Hollow carbon balls hit tumors harder

Hollow carbon loaded with drugs can be given a boost by bombarding them with microwaves and laser irradiation to treat tumors

Original source: Materials Today

Tiny particles on the micro- or nanoscale could deliver drugs, especially highly toxic anticancer drugs, in a more targeted way with fewer side effects for patients. Researchers from China have demonstrated that this approach can be given a boost by using hollow carbon spheres loaded with active agents and bombarding them with microwaves and laser irradiation simultaneously [Gui et al.Biomaterials 248 (2020) 120009, ].

Hollow structures made from sheets of carbon atoms such as fullerenes and carbon nanotubes, as well as graphene oxide (GO) and reduced GO, have all attracted interest as drug delivery systems and photothermal therapy agents. However, these materials can be toxic to cells and organisms and, in the case of graphene-based materials, require expensive and complex preparation methods using strong acids/alkalis or oxidants.

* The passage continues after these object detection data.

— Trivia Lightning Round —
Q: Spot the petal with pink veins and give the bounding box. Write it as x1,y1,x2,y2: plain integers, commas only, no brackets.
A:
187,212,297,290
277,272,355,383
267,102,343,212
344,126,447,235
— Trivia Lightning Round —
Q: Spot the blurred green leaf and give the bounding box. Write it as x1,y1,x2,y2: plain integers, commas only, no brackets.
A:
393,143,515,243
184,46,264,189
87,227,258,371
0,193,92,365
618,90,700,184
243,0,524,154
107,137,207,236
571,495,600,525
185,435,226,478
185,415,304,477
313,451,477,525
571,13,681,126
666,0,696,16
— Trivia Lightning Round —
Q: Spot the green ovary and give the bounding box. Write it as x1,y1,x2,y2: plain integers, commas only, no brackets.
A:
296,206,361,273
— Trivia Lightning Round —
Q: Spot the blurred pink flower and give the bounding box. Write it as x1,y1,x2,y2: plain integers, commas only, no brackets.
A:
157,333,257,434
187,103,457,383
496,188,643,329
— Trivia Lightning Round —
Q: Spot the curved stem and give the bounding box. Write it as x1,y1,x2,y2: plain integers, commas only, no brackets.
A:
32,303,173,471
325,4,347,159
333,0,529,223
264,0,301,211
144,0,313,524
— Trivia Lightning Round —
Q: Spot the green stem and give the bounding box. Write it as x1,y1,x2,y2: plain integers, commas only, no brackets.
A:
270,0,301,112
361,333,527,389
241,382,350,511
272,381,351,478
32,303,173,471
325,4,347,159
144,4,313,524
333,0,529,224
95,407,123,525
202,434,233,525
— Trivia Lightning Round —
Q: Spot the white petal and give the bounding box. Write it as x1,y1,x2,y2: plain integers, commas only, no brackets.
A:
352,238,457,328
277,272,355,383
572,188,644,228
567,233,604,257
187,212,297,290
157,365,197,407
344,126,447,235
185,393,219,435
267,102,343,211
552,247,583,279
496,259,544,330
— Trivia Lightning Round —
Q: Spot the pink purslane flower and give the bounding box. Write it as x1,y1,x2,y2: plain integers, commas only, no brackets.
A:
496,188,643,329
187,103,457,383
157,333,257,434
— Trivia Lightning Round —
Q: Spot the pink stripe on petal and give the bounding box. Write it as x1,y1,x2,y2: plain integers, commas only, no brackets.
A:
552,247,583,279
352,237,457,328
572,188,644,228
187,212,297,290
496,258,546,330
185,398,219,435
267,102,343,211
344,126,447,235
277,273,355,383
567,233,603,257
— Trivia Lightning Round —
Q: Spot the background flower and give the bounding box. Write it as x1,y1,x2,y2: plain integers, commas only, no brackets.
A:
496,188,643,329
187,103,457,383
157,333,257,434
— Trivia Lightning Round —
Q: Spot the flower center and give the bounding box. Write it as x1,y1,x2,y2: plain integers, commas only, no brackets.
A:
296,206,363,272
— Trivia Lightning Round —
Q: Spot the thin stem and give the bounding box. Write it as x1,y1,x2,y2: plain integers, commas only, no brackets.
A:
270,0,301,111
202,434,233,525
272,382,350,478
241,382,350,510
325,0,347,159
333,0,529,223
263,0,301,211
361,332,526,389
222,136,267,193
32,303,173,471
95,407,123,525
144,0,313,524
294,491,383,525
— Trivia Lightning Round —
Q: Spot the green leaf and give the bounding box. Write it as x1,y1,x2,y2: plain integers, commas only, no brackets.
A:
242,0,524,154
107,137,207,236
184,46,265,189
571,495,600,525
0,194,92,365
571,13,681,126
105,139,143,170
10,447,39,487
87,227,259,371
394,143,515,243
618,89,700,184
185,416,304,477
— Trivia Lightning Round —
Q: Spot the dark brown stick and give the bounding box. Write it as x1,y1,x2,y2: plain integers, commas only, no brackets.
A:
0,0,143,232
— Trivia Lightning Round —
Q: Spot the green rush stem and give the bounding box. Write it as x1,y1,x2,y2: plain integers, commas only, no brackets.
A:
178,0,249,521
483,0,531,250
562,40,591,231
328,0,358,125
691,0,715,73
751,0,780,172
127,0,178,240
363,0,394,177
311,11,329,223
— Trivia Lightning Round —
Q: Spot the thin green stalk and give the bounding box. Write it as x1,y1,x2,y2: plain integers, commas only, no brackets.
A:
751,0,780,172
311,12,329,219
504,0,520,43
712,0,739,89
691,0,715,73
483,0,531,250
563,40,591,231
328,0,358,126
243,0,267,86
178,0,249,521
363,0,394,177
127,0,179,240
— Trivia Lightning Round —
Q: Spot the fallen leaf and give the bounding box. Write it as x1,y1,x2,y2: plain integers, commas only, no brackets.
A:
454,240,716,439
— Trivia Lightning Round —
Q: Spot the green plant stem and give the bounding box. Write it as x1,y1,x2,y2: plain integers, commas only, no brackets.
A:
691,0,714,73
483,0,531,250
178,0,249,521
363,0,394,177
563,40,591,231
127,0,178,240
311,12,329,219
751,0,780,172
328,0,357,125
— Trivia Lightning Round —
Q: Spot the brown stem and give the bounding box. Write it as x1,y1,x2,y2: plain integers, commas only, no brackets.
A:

Now researchers at Tongji University and the Chinese Academy of Sciences’ Institute of Biophysics in Beijing have fabricated hollow mesoporous carbon microspheres without strong reagents that can be readily loaded with a variety of small molecule drugs. A spray of aqueous bovine serum albumin is air-dried and carbonized to produce the 5-25-µm-diameter spheres, the hollow interior of which can be filled with anticancer drugs such as doxorubicin, paclitaxel, or other active agents.

The drug-loaded microspheres are injected directly into the site of tumors to reduce the migration of active agents to other organs or tissues. As well as delivering active drugs to the tumor, the carbon microspheres convert low power laser light (from a 980-nm laser) into heat to induce a local photothermal effect. This damages the tumor by vibrating the water molecules present in the tissue. The researchers found that this effect could be enhanced markedly by simultaneously bombarding the microspheres with microwaves. While the microwaves do not interact directly with the carbon microspheres, they slightly raise the general body temperature of the test mice. This higher initial tumor temperature appears to result in an enhanced photothermal effect. As the microspheres are confined to the tumor site, only the tissue in this area experiences the enhanced photothermal effect, leaving surrounding tissue unaffected.

The combined approach shows an advantage in curbing tumor growth in mice, boosting the therapeutic effect of anticancer drugs in combination photothermal therapy without any physiological side effects. As the laser and microwave irradiation is low power, can work at a distance of several centimeters or more, and requires no specific microwave-sensitive materials, the approach easy to realize as a therapeutic strategy.

“This method is simple, safe, ‘green’, and highly efficient, and does not require organic solvents, strong acid or alkali, or strong oxidants, making it suitable for producing… porous carbon for biomedical applications in bulk,” write the researchers.